A deepening rout in global oil prices that has pushed Brent crude to near its lowest level in a year may run further, according to some technical analysts, even as one key indicator suggests the market is already oversold, Reuters reported.
On pace to post a fourth consecutive weekly loss, Brent fell by more than $2 on Tuesday, extending its losses over the past four weeks to more than 9% at $104.39 a barrel, the lowest since early April.
Brent has traded below that only three times in the past year.
While also on pace for a fourth straight weekly loss, the decline in US light sweet crude futures has not been as severe, but the front contract still slipped below the psychologically important $100-a-barrel level on Tuesday, and then below its 200-day moving average at $99.92.
"The near-term downside target is $97.25," said John Kilduff, a partner at Again Capital in New York, said in a report on Tuesday cited by the news wire.

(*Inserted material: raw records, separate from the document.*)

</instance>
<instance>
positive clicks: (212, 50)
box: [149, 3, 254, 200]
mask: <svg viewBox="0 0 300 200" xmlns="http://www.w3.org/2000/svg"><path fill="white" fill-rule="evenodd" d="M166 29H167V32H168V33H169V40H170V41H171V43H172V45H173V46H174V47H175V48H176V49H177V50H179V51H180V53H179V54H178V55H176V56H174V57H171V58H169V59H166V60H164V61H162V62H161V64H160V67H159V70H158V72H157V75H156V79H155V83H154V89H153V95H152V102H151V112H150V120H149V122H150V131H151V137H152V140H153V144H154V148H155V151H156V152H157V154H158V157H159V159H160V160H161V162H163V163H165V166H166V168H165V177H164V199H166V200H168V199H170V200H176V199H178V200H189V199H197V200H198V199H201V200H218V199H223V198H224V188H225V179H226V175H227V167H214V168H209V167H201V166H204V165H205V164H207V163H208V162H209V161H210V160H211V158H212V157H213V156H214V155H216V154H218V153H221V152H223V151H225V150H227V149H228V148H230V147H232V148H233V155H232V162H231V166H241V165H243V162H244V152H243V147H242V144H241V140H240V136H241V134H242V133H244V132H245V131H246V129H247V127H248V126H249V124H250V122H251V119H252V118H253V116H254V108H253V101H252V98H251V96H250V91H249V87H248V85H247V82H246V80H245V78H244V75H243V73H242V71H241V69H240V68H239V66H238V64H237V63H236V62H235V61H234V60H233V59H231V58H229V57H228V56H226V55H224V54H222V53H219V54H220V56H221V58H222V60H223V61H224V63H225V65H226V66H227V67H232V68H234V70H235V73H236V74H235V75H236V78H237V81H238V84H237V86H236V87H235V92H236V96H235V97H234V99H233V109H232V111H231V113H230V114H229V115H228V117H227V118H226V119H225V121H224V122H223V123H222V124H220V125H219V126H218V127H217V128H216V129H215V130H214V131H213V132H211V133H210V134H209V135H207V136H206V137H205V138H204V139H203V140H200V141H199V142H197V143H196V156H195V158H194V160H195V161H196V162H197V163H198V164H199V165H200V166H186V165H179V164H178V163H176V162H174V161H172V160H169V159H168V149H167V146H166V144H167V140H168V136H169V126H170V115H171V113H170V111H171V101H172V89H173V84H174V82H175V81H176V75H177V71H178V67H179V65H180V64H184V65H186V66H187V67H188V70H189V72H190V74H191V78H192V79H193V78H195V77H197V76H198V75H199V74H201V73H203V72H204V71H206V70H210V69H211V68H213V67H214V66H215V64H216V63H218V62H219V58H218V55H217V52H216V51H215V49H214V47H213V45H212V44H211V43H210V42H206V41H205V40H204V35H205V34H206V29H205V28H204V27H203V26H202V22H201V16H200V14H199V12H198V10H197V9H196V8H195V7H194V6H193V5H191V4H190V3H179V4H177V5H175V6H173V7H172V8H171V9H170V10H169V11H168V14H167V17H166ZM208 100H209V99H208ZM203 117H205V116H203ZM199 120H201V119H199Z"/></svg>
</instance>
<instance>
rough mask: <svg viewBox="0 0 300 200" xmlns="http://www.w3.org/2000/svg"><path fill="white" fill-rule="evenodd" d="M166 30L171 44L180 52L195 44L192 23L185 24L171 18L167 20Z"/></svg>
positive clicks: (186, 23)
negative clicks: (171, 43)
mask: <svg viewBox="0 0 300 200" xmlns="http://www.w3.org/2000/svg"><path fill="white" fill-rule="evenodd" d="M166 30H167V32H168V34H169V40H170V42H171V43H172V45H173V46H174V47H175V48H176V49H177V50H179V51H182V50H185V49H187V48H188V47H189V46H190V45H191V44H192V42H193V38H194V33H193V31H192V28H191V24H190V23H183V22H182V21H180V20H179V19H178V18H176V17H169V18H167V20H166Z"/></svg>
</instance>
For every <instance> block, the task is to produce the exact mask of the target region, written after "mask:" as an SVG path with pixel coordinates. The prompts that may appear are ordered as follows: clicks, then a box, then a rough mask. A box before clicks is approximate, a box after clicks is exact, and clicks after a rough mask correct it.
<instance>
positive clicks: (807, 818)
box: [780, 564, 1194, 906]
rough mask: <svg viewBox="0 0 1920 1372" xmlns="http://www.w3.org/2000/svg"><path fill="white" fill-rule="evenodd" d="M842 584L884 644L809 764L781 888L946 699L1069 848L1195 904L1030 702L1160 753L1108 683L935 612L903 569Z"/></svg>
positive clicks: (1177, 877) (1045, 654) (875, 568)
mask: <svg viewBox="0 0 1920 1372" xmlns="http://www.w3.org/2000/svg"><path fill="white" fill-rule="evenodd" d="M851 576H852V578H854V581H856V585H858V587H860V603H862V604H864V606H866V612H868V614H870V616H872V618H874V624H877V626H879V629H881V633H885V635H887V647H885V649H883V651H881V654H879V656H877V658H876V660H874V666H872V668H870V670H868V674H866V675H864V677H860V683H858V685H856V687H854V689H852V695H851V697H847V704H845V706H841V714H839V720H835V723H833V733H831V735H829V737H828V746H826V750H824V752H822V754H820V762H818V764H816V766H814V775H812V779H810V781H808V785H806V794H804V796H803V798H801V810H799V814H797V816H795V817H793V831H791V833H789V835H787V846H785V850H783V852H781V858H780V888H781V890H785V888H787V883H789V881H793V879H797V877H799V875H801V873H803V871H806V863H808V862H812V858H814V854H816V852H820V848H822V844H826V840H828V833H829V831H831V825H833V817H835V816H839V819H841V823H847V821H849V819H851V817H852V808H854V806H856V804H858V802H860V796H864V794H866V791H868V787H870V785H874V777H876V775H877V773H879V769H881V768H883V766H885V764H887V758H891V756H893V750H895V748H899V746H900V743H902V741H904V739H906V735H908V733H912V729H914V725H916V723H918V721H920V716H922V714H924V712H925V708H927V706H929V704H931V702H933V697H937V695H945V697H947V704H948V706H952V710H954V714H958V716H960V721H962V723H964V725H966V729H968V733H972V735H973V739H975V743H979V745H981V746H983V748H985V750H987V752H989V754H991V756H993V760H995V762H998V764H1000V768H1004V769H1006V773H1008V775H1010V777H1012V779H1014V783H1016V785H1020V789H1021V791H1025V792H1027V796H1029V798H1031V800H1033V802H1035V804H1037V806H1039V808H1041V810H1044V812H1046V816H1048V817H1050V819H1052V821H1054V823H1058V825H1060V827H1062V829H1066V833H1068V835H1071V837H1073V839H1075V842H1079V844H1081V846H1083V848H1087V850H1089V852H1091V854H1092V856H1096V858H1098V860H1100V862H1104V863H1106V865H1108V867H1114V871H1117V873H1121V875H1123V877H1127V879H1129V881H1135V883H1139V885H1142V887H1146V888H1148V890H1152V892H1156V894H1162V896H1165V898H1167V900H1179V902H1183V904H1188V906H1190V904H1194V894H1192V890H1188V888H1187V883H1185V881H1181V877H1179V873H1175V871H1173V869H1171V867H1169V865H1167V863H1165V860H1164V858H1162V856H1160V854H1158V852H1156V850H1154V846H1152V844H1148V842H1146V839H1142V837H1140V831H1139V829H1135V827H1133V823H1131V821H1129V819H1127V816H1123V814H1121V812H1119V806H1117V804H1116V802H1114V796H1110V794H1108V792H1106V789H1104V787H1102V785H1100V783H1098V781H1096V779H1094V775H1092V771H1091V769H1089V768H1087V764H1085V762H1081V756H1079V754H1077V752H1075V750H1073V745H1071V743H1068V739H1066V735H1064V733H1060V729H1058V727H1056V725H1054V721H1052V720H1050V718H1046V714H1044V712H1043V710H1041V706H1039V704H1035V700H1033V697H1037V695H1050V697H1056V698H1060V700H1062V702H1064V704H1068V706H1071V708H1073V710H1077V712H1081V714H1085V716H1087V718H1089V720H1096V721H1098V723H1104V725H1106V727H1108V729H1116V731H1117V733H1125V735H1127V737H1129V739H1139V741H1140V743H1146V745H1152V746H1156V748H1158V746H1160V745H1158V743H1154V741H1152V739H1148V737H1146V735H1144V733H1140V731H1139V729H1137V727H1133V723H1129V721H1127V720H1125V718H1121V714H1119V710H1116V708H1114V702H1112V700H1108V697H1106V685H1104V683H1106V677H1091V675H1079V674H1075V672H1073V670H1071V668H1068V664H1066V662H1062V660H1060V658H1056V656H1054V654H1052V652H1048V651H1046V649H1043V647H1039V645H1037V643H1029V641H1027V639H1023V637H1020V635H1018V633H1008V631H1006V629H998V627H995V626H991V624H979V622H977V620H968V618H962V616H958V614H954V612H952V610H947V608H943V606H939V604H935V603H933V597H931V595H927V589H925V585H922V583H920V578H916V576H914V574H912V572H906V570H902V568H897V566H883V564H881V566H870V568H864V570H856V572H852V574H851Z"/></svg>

Support might form in a congested area around $97.25 where the most recent reversal to upside occurred in May, said Kilduff, who added that a break of that level could send prices to the March low of $95.05.
The rapid pullback in prices may have been exacerbated by the retreat of big hedge funds and speculators, who had built up a record net long position of 398,746 contracts in US crude oil futures by June 22, according to CFTC data.
That is the equivalent to nearly 400 million barrels of oil. They cut nearly 50,000 contracts over the following three weeks.
"The extent and severity of the long liquidation is made more severe because there is nobody short, nobody left to buy the next dip," added Zimmerman.